Camp de la jeunesse Bündisch près de Berlin

par Bertrand Eeckhoudt

Parmi les nombreux ouvrages parus récemment et consacrés aux mouvements de jeunesse politisés de l’ère weimarienne, le livre d’Ulrike Treziak possède un double mérite : 1) celui de passer succinctement en revue, dans un ordre chronologique, l’ensemble des mouvements qui ont existé depuis l’aube du siècle jusqu’à l’avènement de Hitler et 2) d’analyser de façon fort concise les idées motrices des ligues bündisch.

De nouveaux concepts politiques

Le survol historique qu’elle nous livre est assez complet et nous renseigne sur les effectifs de chaque groupe, mouvement, cénacle de cet univers si complexe, pour le non allemand non initié. Son approche chronologique permet justement de repérer les étapes de la politisation croissante de ce mouvement – au départ totalement apolitique – et de comprendre les raisons de sa radicalisation, survenue dans les circonstances troubles de la crise économique de 1929. Au cours de cette phase de radicalisation, les concepts politiques du socialisme allemand et du nationalisme militant vont acquérir une dimension nouvelle, tout en quittant le domaine des bibliothèques et celui des spéculations savantes. Prenant leur envol au départ des esprits prophétiques ou des cerveaux des sociologues, les concepts s’incarneront dans les corps vigoureux de jeunes garçons pétris d’idéalisme et descendront du coup dans les rues tristes des villes allemandes secouées par la misère, le chômage, le désarroi des masses ; dans des rues devenues l’arène d’une tragédie sanglante, qui marquera à jamais l’histoire européenne.
Comme l’écrivait Bracher, le spécialiste contemporain du totalitarisme (et du totalitarisme allemand en particulier) : “Mots et concepts ne sont pas seulement des outils indispensables pour décrire et juger les phénomènes historiques ; ils constituent en eux-mêmes des éléments essentiels de l’agir politique ; ils fonctionnent comme impulseurs puissants de changements historiques, comme facteurs de force ; depuis toujours, on s’est servi d’eux pour imposer et justifier le politique”.

La pensée “bündisch” a-t-elle été “prénazie” ?

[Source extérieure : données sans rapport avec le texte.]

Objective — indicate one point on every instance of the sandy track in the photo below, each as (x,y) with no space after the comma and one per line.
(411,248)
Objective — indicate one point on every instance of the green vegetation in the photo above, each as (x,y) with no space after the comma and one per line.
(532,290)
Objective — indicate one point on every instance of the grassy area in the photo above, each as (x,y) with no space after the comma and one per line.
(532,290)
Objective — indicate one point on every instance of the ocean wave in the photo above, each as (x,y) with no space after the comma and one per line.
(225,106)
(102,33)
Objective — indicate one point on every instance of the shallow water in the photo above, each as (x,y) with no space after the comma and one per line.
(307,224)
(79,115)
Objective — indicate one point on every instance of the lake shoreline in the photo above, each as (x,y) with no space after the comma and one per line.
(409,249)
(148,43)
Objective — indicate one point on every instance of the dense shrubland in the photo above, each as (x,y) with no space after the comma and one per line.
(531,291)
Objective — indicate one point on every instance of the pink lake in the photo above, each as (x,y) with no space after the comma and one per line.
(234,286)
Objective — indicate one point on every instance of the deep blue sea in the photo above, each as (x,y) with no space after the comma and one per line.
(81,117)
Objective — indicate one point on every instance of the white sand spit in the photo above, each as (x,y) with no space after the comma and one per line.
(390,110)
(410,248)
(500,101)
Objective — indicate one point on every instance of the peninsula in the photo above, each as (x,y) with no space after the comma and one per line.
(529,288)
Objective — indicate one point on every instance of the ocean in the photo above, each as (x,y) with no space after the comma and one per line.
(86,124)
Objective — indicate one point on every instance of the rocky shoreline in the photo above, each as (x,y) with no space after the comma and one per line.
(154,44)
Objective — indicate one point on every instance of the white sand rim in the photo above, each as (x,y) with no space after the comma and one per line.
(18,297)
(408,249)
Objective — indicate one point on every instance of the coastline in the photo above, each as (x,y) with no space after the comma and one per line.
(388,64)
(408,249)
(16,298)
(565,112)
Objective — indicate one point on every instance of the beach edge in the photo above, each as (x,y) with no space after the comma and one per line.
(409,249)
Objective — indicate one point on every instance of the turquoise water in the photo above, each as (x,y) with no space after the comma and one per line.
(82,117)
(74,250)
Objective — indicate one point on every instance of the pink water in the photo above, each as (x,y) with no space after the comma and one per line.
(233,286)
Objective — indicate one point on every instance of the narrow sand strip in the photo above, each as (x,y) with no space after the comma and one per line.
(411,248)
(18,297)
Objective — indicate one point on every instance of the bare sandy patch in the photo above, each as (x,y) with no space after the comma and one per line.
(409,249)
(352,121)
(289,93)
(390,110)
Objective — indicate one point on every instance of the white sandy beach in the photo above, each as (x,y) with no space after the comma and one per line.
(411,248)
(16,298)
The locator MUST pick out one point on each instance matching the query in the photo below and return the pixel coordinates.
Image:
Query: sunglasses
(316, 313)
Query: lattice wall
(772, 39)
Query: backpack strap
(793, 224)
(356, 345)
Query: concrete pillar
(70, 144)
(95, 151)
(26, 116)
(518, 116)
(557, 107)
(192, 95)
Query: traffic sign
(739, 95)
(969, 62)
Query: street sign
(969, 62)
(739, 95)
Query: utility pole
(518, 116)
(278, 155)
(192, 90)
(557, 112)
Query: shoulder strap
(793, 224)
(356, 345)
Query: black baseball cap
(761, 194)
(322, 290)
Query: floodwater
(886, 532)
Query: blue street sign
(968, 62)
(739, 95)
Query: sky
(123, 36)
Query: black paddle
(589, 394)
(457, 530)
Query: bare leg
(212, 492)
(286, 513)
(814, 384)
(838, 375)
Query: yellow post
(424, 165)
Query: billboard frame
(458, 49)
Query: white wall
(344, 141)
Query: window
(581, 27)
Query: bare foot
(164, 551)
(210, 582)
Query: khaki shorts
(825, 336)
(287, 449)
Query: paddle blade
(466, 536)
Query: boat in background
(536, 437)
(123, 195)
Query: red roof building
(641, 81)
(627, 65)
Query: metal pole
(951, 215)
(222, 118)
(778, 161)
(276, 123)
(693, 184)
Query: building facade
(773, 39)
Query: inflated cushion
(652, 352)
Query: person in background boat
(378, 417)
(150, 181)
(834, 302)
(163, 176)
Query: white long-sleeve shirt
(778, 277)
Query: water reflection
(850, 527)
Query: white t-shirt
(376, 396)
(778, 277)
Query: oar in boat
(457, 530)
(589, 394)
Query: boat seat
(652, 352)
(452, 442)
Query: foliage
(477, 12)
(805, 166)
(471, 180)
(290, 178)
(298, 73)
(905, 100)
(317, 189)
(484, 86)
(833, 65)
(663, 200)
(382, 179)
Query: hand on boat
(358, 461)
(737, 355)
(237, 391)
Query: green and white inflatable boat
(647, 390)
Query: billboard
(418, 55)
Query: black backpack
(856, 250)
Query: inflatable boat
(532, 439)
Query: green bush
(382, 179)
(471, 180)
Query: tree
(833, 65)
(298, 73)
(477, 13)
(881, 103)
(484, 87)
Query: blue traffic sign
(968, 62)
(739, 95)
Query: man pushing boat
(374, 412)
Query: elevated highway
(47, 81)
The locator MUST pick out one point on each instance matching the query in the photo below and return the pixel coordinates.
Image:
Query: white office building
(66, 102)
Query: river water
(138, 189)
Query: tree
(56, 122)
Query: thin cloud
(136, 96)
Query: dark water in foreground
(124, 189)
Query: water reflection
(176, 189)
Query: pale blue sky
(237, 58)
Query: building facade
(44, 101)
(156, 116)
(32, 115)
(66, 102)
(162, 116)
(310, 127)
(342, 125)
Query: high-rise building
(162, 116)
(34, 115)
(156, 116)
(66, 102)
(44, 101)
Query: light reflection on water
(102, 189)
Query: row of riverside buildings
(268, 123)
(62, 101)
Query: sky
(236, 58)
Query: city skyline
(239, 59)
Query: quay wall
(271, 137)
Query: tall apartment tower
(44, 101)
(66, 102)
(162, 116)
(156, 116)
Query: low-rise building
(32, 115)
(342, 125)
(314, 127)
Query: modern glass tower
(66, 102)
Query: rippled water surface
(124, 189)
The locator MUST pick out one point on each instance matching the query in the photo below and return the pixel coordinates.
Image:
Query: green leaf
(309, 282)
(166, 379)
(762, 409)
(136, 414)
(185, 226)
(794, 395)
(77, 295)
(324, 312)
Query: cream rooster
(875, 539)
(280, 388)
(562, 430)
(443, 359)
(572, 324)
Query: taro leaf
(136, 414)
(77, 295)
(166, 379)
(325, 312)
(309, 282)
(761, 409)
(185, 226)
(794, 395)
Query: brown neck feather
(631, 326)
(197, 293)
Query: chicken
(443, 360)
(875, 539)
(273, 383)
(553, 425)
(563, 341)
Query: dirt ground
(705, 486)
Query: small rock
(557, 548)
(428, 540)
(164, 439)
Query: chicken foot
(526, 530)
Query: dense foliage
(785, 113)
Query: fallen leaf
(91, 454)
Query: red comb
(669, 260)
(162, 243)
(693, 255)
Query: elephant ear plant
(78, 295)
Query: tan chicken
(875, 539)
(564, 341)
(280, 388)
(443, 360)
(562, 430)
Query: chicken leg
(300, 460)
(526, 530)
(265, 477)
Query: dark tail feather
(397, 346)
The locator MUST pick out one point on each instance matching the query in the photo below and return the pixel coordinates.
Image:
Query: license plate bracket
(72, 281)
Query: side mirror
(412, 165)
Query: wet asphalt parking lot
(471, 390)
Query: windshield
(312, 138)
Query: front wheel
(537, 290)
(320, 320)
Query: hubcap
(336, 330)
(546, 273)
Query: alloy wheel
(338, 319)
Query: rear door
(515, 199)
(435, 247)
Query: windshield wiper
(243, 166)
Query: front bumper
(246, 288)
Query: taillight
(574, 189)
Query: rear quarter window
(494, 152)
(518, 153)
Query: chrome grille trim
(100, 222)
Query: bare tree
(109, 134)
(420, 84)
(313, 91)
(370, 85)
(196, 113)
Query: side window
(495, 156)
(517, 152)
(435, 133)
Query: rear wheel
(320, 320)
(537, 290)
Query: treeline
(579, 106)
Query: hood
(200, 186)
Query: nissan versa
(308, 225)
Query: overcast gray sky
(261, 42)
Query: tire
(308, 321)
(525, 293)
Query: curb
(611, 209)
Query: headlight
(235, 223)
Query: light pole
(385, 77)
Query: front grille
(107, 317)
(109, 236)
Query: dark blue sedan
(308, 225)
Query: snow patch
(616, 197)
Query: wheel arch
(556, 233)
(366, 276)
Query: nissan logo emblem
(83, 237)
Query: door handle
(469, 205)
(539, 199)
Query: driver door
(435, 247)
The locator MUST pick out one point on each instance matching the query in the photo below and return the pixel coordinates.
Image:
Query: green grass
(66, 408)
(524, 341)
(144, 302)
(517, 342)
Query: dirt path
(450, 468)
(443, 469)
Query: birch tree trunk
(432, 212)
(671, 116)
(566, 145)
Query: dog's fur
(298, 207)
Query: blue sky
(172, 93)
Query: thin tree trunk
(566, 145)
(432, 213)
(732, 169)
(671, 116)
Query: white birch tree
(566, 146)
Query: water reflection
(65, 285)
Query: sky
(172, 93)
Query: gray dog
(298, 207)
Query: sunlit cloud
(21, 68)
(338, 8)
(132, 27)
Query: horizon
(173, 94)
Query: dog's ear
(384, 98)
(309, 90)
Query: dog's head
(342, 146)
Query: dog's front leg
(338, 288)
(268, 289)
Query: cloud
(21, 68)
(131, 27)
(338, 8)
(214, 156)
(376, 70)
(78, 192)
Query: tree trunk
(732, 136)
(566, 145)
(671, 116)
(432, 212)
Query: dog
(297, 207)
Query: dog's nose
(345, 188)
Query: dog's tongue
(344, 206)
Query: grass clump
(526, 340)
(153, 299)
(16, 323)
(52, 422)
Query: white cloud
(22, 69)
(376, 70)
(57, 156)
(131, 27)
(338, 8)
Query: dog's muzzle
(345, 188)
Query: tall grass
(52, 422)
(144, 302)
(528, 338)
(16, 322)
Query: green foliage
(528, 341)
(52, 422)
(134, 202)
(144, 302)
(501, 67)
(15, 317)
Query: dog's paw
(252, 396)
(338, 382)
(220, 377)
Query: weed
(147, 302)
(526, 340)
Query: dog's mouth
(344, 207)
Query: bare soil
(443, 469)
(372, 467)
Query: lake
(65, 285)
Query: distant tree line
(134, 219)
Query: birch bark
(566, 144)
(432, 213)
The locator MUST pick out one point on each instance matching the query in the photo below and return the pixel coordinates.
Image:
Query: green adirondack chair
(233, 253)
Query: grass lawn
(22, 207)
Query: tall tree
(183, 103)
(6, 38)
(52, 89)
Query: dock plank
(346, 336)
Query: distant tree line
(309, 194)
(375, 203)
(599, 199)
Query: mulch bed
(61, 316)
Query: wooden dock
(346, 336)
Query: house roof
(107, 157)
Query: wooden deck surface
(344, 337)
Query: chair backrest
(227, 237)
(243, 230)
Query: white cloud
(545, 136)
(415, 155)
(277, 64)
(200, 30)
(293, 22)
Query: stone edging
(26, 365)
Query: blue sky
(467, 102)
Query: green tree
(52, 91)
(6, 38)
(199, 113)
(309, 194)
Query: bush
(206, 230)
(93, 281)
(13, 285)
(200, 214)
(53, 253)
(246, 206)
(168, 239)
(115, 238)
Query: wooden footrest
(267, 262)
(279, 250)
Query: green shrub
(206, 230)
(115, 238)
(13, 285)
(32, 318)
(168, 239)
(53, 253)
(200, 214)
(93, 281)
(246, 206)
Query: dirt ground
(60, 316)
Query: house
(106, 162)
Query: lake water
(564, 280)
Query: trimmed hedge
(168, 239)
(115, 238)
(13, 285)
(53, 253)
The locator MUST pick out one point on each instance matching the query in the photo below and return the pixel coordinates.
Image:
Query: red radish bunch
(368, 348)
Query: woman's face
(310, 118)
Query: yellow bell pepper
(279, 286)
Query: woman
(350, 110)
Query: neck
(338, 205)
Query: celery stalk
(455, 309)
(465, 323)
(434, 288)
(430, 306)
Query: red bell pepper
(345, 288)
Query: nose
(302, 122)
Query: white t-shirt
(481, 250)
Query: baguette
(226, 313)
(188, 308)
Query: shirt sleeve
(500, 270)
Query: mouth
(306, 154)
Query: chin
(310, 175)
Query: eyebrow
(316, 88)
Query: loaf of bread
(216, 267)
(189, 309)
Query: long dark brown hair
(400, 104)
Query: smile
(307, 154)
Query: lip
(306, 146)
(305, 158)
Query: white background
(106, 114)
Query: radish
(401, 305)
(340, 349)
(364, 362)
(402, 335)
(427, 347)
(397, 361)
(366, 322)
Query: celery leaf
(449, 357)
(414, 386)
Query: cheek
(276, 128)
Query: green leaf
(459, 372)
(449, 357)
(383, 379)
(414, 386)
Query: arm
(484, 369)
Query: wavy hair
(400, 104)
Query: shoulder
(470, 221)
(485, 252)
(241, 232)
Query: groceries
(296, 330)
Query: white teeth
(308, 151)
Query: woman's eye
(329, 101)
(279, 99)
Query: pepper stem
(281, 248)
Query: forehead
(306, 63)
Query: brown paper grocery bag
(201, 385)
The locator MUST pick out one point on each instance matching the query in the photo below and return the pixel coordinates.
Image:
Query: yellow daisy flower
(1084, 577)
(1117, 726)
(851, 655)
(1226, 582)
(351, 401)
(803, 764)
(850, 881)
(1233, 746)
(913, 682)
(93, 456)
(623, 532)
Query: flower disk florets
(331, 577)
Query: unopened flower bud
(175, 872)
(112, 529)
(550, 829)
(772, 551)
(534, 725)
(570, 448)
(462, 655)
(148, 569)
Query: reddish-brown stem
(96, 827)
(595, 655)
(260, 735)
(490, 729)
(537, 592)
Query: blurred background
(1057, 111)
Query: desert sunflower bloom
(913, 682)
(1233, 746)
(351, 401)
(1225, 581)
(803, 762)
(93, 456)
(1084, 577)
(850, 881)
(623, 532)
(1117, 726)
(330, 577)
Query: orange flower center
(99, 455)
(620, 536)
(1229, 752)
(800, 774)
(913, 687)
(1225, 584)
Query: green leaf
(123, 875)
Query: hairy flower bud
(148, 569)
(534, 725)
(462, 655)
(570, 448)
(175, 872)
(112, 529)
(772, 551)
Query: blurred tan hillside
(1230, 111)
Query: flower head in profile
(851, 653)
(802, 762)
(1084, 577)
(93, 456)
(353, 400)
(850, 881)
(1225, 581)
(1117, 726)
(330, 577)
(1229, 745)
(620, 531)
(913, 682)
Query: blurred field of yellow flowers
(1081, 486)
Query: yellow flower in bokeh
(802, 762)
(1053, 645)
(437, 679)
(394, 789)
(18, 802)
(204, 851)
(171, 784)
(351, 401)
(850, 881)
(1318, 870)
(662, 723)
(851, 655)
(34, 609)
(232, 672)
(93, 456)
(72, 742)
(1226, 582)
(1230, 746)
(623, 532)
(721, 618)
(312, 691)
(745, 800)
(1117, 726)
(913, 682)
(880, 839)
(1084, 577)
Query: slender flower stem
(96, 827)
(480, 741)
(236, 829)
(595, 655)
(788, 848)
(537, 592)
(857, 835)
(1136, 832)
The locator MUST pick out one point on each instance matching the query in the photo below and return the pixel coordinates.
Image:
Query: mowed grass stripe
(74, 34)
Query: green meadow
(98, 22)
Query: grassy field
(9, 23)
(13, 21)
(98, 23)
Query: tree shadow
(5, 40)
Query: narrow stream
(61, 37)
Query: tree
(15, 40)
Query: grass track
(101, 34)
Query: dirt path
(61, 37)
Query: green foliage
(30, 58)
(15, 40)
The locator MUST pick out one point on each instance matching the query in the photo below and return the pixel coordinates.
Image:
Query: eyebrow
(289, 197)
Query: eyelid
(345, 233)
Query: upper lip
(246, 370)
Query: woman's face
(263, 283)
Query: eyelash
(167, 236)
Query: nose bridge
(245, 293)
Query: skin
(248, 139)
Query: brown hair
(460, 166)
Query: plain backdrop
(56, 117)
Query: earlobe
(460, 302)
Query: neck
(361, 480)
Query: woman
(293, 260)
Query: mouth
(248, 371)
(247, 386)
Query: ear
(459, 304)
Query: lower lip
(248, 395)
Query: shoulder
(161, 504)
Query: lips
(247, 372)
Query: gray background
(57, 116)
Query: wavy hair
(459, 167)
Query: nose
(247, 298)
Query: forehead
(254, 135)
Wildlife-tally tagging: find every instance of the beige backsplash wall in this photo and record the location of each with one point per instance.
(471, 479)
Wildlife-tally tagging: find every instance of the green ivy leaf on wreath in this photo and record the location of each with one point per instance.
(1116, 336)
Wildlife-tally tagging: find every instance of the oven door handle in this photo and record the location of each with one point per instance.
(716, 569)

A sa suite, Arno Klönne, sociologue contemporain spécialisé dans les problèmes de jeunesse, historien des mouvements de jeunesse bündisch(1), critique “démocrate” du néo-nationalisme contemporain mais collaborateur occasionnel de Wir Selbst et Kurt Sontheimer, à qui l’on doit un ouvrage devenu classique sur la pensée “anti-démocratique” de l’ère weimarienne(2), estiment nécessaire d’analyser les concepts manipulés par les mouvements politiques de l’histoire allemande des années vingt et trente. L’analyse de ce vocabulaire, exprimant sans détours des passions politiques de nature franchement idéaliste, permet d’entrevoir une proximité lexicologique évidente avec le discours national-socialiste.

Arno Klönne in 2008
Arno Klönne in 2008

Or, les leaders bündisch connaîtront, quand les nationaux-socialistes arriveront au pouvoir, les interdictions professionnelles, les cachots, les interrogatoires musclés, les chemins amers de l’exil, les potences ou l’oubli… Les similitudes de vocabulaire n’ont pas engendré de complicités qui, aujourd’hui, seraient compromettantes, vu la défaite totale du nazisme en 1945. De ce fait, la réappropriation d’un vocabulaire, qui recèle dans les méandres et les recoins de ses “plages sémantiques” bien des potentialités et des virtualités pour notre époque de crise sinon bien des leçons d’histoire et de culture politique, ne peut en aucun cas être jugé compromettante. Arno Klönne, qui s’est donné pour tache militante de contrer tout retour éventuel d’un totalitarisme à la Hitler – ce qui est somme toute assez facile dans la RFA actuelle – ne réfutera pas l’essentiel de cette opinion, du moins si l’on prend en compte les termes de son essai Der lange Abschied vom Bürgertum? Anmerkungen zur Geschichte von Jugendbewegungen(3), où il souligne que le néo-organicisme contemporain, hostile au mécanicisme industrialiste, impliqué dans les activités écologistes, ne saurait déboucher sur aucune espèce de totalitarisme, mais risque néanmoins de délayer les structures libérales de la RFA, inspirée idéologiquement des modèles anglo-saxons, par la mise en avant d’un communautarisme romantique, quelquefois très marginal, qui, qu’on le veuille ou non, conserve une parenté idéologique avec l’idée de “Volksgemeinschaft” (communauté populaire), axe central de la pensée bündisch et spécificité la plus prégnante des penseurs politiques germaniques (y compris scandinaves, vieil-anglais et, en dehors de la sphère germanique, celtiques).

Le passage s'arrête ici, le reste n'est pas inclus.